Eisbock is a traditional specialty beer of the Kulmbach district of Bavaria, made by partially freezing a Doppelbock and removing the water ice to concentrate the flavour and alcohol content, which ranges from 8.6% to 14.3% by volume.

It is clear, with a colour ranging from deep copper to dark brown in colour, often with ruby highlights. Although it can pour with a thin off-white head, head retention is frequently impaired by the higher alcohol content. The aroma is intense, with no hop presence, but frequently can contain fruity notes, especially of prunes, raisins, and plums. Mouthfeel is full and smooth, with significant alcohol, although this should not be hot or sharp.
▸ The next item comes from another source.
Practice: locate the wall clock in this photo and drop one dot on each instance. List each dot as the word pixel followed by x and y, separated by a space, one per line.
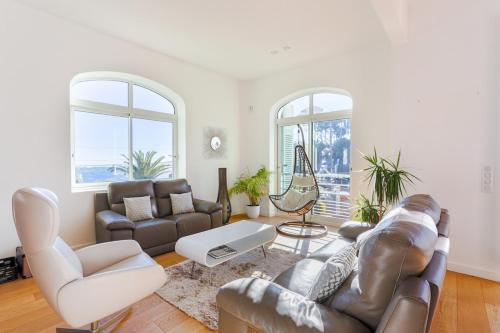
pixel 214 143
The flavour is rich and sweet, often with toasty notes, and sometimes hints of chocolate, always balanced by a significant alcohol presence.

The following are representative examples of the style: Colorado Team Brew "Warning Sign", Kulmbacher Reichelbräu Eisbock, Eggenberg, Schneider Aventinus Eisbock, Urbock Dunkel Eisbock, Franconia Brewing Company Ice Bock 17%.

The strongest ice beer, Strength in Numbers, was a one-time collaboration in 2020 between Schorschbrau of Germany and BrewDog of Scotland, who had competed with each other in the early years of the 21st century to produce the world's strongest beer. Strength in Numbers was created using traditional ice distillation, reaching a final strength of 57.8% ABV.

===Weizenbock===

Weizenbock is a style that replaces some of the barley in the grain bill with 40–60% wheat. It was first produced in Bavaria in 1907 by G. Schneider & Sohn and was named Aventinus after 16th-century Bavarian historian Johannes Aventinus. The style combines darker Munich malts and top-fermenting wheat beer yeast, brewed at the strength of a Doppelbock.